Na hora pensei: esse negócio de galão em posto…. Tem balão de ensaio aí. Hoje tive que atravessar a cidade pra fazer umas coisas, e passei por uns 10 postos. Todos tinham MUITA fila para abastecer. Em mais de um vi gente enfiando galões de gasolina no porta-malas. Ontem de noite, os postos estavam vazios, e notei que pelo menos dois desses aumentaram mais ou menos R$ 0,30 o litro da gasolina. Sujeito tá correndo para abastecer mesmo sabendo que está caro, mesmo tendo ouvido que vai baixar R$ 0,70. Bateu o efeito manada em São Carlos-SP. Imagino que no resto do Brasil esteja igual. Guerra híbrida é isso aí: alguma informação acaba produzindo o real, e o agenciamento que ela produziu começa a criar um monte de dissonâncias. Agora, NESSE EXATO MOMENTO, O JORNAL LOCAL DA GLOBO TÁ COMEÇANDO A INFORMAR QUE SÓ HÁ MAIS 2 OU 3 DIAS DE CARNE NA CIDADE. Percebem onde vai dar? Apocalipse zumbi?

 

O pico disso é que não temos a mínima ideia de como essa coisa começou; se a greve dos caminhoneiros é um plano do Temer, da direita do Temer, anti-Temer, fora-Temer, se vai virar os 20 centavos e a Globo vai se apropriar, se vai virar os 20 centavos e dessa vez é a esquerda que vai se apropriar. Meu palpite é que cada vez que esse tipo de coisa é acionada, nunca a esquerda democrática ganha. Daí onde encaixo o Boulos nessa conversa.

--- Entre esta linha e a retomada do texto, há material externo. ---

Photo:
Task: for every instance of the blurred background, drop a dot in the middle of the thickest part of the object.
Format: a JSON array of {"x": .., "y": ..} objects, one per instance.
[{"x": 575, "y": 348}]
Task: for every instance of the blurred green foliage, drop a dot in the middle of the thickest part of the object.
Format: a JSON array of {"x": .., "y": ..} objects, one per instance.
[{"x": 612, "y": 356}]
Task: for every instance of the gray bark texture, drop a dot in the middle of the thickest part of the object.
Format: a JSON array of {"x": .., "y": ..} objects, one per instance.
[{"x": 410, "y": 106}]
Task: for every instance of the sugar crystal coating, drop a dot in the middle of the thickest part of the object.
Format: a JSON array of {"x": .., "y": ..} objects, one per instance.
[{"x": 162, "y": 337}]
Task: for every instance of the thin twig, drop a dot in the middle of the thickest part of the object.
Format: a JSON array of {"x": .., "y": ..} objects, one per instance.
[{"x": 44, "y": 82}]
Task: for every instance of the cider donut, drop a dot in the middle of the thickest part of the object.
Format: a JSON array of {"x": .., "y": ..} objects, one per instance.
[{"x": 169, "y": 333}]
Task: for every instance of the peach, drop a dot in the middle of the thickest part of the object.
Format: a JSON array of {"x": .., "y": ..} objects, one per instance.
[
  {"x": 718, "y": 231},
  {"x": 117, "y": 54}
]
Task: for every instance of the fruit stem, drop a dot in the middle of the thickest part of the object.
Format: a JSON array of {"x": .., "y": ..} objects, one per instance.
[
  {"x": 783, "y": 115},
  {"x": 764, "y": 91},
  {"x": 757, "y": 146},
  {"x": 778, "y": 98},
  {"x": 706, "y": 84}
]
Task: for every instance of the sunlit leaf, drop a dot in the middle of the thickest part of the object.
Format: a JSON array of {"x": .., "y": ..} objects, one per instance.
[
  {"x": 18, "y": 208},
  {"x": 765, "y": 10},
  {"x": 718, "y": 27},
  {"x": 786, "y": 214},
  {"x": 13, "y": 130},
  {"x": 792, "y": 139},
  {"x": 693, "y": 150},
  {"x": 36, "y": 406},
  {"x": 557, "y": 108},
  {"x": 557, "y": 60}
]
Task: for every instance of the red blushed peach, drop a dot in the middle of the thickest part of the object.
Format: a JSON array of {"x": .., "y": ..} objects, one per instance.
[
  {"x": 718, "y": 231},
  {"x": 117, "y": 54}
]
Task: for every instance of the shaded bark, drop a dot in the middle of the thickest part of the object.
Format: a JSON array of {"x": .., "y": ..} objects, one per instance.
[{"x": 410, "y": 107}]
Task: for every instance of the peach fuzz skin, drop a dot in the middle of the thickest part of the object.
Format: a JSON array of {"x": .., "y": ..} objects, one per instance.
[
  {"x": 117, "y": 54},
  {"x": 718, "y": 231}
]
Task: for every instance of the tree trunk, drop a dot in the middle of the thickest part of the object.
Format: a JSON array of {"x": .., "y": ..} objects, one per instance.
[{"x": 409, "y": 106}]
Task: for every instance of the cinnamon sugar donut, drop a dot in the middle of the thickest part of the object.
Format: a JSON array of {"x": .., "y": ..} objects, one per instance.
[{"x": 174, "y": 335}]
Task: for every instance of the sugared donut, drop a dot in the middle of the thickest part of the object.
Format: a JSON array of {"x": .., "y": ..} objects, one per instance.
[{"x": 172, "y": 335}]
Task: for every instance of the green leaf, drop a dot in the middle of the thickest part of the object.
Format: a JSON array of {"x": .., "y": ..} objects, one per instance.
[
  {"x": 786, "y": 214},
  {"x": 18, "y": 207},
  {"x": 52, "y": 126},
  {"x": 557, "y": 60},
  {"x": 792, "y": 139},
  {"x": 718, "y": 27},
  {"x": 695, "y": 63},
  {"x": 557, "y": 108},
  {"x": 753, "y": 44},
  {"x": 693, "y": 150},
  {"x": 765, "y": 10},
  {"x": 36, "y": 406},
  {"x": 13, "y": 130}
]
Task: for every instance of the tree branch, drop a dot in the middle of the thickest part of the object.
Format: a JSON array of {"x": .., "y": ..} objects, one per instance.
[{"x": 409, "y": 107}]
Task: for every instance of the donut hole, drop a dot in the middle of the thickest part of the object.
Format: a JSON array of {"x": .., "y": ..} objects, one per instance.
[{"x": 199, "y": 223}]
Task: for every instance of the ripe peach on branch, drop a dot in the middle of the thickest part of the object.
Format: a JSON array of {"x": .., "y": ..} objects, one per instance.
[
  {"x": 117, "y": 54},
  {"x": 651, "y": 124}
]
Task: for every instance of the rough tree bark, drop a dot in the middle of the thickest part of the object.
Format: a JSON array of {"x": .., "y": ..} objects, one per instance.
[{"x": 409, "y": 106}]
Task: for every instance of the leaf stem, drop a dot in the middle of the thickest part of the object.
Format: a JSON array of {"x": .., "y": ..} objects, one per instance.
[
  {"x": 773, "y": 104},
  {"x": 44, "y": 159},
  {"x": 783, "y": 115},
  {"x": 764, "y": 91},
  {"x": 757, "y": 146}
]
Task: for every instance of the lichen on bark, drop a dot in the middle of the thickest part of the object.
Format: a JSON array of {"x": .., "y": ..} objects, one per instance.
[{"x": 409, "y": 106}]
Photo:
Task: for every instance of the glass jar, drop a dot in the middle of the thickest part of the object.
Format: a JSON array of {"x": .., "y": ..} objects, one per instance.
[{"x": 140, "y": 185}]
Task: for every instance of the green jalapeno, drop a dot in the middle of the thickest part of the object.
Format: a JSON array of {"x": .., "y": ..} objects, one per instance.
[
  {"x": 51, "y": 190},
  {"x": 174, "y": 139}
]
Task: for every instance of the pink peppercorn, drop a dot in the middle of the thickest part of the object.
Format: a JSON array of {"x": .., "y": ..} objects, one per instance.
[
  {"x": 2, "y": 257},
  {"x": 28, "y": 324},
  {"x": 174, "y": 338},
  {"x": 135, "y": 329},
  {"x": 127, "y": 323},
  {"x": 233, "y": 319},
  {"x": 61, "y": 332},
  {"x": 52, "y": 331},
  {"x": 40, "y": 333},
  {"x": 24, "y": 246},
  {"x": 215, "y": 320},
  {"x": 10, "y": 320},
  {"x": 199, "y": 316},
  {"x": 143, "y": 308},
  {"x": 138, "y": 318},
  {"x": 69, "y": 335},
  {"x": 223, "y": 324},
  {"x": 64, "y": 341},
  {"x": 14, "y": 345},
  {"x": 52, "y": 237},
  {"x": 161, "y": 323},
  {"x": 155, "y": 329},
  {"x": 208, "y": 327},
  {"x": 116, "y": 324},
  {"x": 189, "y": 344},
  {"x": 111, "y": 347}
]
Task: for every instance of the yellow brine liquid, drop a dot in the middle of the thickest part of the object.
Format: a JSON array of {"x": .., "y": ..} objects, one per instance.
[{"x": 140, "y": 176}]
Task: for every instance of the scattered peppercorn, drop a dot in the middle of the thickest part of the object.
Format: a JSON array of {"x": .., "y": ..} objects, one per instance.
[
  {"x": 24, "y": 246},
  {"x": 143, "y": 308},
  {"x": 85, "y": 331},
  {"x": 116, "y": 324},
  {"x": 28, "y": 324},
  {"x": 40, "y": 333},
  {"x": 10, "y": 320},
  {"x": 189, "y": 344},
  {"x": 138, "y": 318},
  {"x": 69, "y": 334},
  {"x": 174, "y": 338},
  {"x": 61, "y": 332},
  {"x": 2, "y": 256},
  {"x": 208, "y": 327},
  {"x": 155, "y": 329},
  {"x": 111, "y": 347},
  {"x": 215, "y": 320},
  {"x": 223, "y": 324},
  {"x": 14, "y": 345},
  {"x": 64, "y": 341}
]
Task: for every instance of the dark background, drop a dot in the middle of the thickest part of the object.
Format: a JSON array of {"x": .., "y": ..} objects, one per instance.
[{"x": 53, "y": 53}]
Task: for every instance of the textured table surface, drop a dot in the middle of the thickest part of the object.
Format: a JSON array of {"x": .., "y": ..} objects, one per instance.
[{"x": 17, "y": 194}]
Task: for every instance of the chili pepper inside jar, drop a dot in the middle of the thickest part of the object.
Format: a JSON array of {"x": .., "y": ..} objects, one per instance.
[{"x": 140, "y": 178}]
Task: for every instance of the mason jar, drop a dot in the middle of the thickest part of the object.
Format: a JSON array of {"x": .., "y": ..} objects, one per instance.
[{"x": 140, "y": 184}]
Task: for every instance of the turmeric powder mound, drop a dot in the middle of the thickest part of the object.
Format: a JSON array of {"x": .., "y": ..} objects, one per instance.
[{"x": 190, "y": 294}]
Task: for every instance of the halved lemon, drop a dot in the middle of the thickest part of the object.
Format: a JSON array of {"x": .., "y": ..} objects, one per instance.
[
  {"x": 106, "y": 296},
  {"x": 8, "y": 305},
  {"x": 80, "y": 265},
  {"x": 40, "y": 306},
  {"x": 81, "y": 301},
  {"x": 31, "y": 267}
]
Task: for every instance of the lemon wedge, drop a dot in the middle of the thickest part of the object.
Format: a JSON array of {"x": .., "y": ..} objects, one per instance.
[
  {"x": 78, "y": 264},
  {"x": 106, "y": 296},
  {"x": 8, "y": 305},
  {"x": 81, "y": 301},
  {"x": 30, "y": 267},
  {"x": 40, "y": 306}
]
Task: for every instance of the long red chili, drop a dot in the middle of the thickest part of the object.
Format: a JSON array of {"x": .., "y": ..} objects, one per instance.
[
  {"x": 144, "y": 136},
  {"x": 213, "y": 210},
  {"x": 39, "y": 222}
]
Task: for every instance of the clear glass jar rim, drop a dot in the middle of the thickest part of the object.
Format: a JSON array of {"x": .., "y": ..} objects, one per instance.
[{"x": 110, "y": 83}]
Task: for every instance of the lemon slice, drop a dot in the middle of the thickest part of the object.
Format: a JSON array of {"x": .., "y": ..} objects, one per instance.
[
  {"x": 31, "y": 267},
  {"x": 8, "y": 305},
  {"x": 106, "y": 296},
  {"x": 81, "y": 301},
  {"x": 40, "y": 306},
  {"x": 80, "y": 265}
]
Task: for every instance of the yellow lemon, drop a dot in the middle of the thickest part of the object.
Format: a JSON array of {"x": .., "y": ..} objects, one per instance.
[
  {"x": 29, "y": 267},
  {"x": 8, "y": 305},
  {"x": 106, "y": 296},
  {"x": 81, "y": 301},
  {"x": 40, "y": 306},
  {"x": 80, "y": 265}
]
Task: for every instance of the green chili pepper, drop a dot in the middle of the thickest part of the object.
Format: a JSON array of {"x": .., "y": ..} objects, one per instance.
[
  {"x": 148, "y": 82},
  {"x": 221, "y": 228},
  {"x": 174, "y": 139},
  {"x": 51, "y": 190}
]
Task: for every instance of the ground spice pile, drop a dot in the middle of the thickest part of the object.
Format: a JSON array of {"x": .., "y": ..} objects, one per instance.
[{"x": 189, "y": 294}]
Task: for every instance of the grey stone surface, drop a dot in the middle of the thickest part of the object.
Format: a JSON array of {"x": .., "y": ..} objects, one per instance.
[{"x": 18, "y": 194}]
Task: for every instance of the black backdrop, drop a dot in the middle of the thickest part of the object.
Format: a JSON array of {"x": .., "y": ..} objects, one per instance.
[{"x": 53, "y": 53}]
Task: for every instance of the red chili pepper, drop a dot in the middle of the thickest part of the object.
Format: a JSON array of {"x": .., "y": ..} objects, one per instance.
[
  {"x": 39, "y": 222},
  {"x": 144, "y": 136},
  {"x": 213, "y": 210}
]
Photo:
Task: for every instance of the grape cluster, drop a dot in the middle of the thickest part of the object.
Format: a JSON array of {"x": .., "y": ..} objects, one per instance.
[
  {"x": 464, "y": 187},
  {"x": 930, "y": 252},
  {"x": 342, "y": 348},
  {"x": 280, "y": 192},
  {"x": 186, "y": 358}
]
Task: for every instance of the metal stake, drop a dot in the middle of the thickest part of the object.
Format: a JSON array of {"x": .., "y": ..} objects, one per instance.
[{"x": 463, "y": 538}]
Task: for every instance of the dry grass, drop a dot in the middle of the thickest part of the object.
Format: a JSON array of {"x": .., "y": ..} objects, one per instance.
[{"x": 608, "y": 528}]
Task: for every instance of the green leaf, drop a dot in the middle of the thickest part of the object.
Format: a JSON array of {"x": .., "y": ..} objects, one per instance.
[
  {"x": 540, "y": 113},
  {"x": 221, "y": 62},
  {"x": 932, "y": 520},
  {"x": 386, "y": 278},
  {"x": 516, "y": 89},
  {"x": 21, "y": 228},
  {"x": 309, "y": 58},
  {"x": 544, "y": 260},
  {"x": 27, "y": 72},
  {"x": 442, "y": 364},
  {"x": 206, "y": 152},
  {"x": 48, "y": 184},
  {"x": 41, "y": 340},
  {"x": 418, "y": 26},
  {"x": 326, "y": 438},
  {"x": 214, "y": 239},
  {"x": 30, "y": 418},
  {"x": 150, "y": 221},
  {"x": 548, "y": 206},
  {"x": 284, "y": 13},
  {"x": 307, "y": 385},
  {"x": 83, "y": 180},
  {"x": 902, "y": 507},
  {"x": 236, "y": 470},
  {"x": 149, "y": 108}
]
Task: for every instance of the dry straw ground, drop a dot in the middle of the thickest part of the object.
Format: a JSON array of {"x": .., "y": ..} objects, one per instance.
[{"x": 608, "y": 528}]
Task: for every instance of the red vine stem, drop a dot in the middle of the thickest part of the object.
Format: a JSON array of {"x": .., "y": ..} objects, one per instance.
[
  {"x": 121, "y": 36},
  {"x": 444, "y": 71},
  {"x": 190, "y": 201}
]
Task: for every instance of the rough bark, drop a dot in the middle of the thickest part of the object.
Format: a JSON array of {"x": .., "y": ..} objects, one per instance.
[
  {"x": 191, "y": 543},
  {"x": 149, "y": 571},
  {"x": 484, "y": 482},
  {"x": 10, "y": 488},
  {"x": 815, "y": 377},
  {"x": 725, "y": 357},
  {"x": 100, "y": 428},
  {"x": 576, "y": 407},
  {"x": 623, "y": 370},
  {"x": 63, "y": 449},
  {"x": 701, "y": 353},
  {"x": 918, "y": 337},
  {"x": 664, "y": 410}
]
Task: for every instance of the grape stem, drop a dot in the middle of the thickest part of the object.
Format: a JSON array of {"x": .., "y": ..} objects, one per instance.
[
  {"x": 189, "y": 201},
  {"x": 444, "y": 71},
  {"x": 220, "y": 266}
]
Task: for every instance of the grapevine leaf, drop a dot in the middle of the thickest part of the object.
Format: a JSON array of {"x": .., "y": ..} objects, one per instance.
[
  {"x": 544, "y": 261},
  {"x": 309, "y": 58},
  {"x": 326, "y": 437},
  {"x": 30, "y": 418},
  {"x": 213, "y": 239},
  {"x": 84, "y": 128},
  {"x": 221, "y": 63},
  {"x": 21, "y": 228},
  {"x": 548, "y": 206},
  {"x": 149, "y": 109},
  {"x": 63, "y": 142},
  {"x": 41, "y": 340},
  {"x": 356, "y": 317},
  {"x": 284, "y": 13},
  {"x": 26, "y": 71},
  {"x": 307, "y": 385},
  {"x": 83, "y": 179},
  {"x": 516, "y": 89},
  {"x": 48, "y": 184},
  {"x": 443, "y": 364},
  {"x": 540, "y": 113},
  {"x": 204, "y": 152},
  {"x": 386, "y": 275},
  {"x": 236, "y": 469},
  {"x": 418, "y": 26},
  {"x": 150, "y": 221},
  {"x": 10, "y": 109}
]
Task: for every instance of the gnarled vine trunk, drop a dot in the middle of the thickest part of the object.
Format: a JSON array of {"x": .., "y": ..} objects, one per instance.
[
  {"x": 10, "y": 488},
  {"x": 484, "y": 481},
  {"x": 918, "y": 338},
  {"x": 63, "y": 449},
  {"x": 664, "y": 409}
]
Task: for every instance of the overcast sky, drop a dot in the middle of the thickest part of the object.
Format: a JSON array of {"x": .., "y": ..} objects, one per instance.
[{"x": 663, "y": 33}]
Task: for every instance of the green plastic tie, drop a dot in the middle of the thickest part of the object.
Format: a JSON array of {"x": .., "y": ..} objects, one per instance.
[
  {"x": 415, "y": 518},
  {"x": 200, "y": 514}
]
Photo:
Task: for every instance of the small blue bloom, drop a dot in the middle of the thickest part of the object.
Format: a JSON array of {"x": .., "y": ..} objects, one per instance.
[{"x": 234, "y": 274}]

Tem um pessoal falando por aqui que o Boulos destruiu o Marco Antonio Villa na Jovem Pan, etc. Nononono. Villa está exatamente no mesmo lugar onde sempre esteve, a entrevista nem ciscou nele. Boulos é que está num lugar desconfortável. Porque tem essa coitada lá na Jovem Pan, cujo nome nem sei, que acionou o “de sempre”, que é o mesmo de 1989, aliás o mesmo de 1963: “a baderna”.

“Se você for Presidente, será o promotor da baderna”. Sequer existe o cálculo de que se ele é o promotor da baderna agora, alguma coisa tem que mudar quando ele for Presidente. Nem o próprio Boulos acionou esse cálculo: “como posso ser um Presidente que incita a baderna, se a baderna desestabiliza a presidência?”. Mas o ponto é que ela, Villa e mais meia dúzia de “cidadãos de bem”, incluindo um produtor rural, ali ficaram durante quase todo tempo batendo na mesma tecla: “Boulos incita o caos”, e o “caos gera pânico”. Villa, que sabemos ser o sujeito mais desonesto de toda mídia, porque sabe muito bem que não é isso, chamou Boulos de “terrorista”. Boulos ficou na defensiva, “porque não é bem assim”. Essa é a posição de alguém que, enfim, está preocupado com as eleições, e com ESTA eleição, que, enfim, está sendo acusada de ser uma fraude. Então Boulos está numa posição bem desconfortável de ao mesmo tempo saber que a eleição é fraudulenta e ter que participar dela: daí sua posição, pelo que entendo, de recuo.

Pois bem, ou se leva a sério que estamos sob ataque, e que esses discursos de caos e baderna vão ser capturados e lanados nas costas da esquerda, ou continuamos a achar que existe um pote de ouro no fim do arco-íris e que é só seguir a placa “conversão à esquerda com cautela” que chegaremos lá. Nada disso. Toda chance que temos, que é pequena, só pode ocorrer se a gente dobrar a aposta do ataque da guerra híbrida. Por isso acho que Boulos, e Lula, seja através dele ou não, poderiam começar um certo experimento cognitivo.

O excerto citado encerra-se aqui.